你哪里听见一瓶酒会开口说:喝我!喝我!
蔡澜写了很多年专栏,出版图书超过二百种。三联书店给他出自选集,每卷都有个极风雅的名字。卷一花笑春风;卷二烹宰为乐;卷三干脆就叫青楼梦好,取自杜牧的“纵豆蔻词工,青楼梦好,难赋深情。”这名字取得实在恰切,精准体现了蔡澜“老不正经”的本性。他还另有《玩物养志》,要多好玩有多好玩。
由朱家大小姐代劳,我总是能得到名家签名本。三年前曾得到蔡澜签名的一整套书,实在大大丰富了我的阅读面,也启发了我的写作, 从此较少拿腔作调,不再费劲拔力追求高深莫测和宏篇巨制。就老老实实地写,该乐就乐,该骂就骂,该收尾就不要啰嗦。
写散文有人总是一派“大江东去”的宏伟气概,纵横捭阖,气场开得大大的,端得高高的,余秋雨、周国平即是。而蔡澜从取材、词汇到篇幅,简直就是余秋雨的反面。这些大相径庭的风格,给阅读带来丰富有趣的体验,各花入各眼,其实很难分出高下好坏来。
写《我的志愿》,蔡澜说自己小时的志愿居然是当个妓院的老板!而且能堂而皇之地坚持这么多年,丝毫不避讳对女色的偏好。其实纵观动物界,由于雄性世界荷尔蒙发达的缘故,本性大同小异。爱女色,喜新不厌旧,大抵是共性。但很少人能主动坦承。他甚至特别以详尽的笔触、羡慕的口吻在文中描写了西班牙一所妓院的管理体制,认为那是一个理想国。这篇作文放到我们的语文老师面前,咱打两块钱的赌,“三观”不正,还公然敢与"扫黄"对着干,一定是零分。
另有一篇小文干脆就叫《垫上运动》,说除此,任何运动都不利,古代男子都有四个老婆,现在男子没他们健康的原因是运动少。多少男人心里想却不敢说不敢承认的话题,蔡澜就这么云淡风清地闲闲道来,处处透出对假道学真虚伪的蔑视,逗得读者拍大腿乐:哦哟,这个老不正经的家伙!

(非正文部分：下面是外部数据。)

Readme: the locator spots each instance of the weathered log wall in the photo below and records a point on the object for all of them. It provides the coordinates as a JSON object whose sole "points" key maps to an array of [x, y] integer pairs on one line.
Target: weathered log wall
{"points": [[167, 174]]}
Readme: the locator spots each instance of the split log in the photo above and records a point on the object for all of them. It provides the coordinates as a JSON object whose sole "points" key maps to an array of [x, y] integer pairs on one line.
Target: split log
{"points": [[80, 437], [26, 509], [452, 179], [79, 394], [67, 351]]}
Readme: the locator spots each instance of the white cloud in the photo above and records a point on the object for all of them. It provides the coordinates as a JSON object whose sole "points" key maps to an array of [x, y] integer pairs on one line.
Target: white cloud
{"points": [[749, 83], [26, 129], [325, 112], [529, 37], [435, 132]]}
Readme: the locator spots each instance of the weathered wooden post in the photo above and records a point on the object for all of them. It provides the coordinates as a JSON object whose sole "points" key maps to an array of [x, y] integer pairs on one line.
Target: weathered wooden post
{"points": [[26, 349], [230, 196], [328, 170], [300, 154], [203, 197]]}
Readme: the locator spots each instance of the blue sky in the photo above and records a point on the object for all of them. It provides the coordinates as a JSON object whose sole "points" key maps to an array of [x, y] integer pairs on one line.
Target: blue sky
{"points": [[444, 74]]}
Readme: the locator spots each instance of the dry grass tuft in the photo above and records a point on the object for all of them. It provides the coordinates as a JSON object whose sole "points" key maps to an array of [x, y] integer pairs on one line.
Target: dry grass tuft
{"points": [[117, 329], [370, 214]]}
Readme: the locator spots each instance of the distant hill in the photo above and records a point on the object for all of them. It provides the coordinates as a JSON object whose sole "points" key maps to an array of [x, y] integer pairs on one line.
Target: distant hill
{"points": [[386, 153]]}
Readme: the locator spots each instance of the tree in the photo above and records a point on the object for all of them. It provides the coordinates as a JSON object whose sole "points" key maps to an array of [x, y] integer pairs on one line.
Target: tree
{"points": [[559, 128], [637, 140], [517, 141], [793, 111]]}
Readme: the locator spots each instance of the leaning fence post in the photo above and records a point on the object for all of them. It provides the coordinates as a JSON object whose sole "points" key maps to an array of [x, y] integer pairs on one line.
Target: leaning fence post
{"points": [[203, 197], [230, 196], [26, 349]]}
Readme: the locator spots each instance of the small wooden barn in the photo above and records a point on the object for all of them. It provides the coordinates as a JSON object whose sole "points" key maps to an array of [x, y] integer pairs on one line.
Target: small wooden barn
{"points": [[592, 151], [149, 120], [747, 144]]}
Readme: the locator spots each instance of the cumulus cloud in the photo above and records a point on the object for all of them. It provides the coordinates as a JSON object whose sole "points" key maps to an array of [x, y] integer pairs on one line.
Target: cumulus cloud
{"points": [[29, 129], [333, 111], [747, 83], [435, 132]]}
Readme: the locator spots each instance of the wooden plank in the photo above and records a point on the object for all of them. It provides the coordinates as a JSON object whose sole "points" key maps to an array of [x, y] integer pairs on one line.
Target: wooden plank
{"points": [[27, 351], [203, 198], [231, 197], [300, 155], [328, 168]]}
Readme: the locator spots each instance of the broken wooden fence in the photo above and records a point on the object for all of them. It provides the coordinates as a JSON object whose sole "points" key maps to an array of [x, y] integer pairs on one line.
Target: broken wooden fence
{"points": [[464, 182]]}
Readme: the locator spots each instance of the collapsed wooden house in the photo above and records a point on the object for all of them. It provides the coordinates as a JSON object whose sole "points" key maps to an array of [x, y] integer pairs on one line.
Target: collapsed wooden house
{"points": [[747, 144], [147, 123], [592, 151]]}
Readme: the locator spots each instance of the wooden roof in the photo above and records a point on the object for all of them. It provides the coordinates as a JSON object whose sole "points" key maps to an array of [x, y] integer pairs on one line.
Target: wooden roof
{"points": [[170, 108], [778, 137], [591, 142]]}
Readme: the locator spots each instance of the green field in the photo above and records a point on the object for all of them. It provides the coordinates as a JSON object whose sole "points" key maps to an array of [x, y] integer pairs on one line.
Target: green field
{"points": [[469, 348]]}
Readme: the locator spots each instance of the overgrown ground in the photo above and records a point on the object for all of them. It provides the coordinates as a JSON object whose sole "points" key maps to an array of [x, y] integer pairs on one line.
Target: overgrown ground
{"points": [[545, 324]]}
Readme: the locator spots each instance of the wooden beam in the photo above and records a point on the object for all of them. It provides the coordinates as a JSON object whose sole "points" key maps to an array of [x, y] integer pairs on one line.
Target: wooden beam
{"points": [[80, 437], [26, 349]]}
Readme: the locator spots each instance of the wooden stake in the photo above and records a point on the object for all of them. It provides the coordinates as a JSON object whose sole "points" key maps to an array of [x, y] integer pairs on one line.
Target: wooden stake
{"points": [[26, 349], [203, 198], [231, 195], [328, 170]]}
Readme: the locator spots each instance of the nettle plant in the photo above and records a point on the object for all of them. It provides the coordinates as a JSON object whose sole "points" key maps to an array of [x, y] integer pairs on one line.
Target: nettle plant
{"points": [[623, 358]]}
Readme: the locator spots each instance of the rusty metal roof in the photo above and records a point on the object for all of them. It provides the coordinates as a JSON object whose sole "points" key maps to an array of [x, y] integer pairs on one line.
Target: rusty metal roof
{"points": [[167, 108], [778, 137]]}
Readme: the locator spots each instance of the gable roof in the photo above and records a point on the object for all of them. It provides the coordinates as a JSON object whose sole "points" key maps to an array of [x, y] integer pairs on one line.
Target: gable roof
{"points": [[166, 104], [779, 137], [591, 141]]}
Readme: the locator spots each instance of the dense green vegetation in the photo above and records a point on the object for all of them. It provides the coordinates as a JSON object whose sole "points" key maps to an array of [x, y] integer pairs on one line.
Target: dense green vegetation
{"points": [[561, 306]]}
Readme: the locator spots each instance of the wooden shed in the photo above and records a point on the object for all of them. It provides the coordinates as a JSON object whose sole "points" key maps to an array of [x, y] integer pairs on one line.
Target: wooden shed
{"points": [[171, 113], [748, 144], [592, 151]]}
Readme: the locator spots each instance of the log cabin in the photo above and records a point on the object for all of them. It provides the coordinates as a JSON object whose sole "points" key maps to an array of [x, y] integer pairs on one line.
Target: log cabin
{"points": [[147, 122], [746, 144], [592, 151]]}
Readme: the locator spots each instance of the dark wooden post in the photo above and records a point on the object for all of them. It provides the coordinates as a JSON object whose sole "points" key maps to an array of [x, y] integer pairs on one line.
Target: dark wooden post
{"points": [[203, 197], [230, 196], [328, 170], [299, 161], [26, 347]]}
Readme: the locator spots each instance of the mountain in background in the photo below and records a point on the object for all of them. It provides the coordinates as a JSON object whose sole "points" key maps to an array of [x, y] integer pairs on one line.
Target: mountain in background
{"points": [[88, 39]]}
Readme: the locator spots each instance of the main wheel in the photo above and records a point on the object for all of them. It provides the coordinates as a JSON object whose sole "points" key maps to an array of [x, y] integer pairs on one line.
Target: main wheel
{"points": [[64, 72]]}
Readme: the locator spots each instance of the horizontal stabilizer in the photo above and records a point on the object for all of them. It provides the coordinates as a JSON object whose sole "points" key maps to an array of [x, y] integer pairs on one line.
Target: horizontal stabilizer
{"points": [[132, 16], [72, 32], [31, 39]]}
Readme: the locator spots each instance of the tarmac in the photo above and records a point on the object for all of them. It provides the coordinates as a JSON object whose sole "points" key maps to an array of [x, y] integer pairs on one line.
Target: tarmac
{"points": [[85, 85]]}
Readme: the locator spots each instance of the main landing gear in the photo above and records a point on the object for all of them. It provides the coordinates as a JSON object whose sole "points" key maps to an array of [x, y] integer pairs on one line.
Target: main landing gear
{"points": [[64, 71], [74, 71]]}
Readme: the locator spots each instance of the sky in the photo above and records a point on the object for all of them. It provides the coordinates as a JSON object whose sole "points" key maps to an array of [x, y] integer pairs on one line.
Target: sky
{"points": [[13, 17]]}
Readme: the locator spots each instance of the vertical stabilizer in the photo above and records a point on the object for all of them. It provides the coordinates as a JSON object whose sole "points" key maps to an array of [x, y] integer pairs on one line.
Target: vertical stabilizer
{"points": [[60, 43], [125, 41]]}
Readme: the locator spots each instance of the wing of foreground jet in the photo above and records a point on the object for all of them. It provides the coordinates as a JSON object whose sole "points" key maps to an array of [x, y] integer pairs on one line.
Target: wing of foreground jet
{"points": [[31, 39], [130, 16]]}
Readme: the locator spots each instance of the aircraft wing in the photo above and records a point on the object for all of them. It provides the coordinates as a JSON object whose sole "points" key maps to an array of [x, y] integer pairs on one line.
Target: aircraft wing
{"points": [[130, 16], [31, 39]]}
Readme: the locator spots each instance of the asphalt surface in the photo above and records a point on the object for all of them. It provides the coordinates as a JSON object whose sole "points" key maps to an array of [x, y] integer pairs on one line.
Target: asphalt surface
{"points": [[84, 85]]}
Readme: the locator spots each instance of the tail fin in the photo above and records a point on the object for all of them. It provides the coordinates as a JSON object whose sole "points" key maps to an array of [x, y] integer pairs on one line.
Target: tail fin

经常能看见蔡澜在电视美食栏目中出现,一头白发,眯着双小眼睛,颧骨有些高,并不端正倜傥。原来以为他只会吃,现在看,他更会玩,更会品,很像很像李笠翁啊。
他写黑泽明,虽也力图正襟危坐,然仅寥寥几句,就道出其中真意。因为他只想轻松说明自己的一个观点:各人自圆其说的,就叫罗生门版本,不必自欺欺人。
他要做的只是一碟小菜,就着杯盏,迎着无边风月,小酌而已。这正符合他老不正经的特性。他和黎戈写黑泽明就截然不同,后者会深入到阅读的深处去认知一个作者,她要做饭是饭菜是菜营养全面的一餐。这种阅读门槛的设置,使阅读黎戈变得比较小众。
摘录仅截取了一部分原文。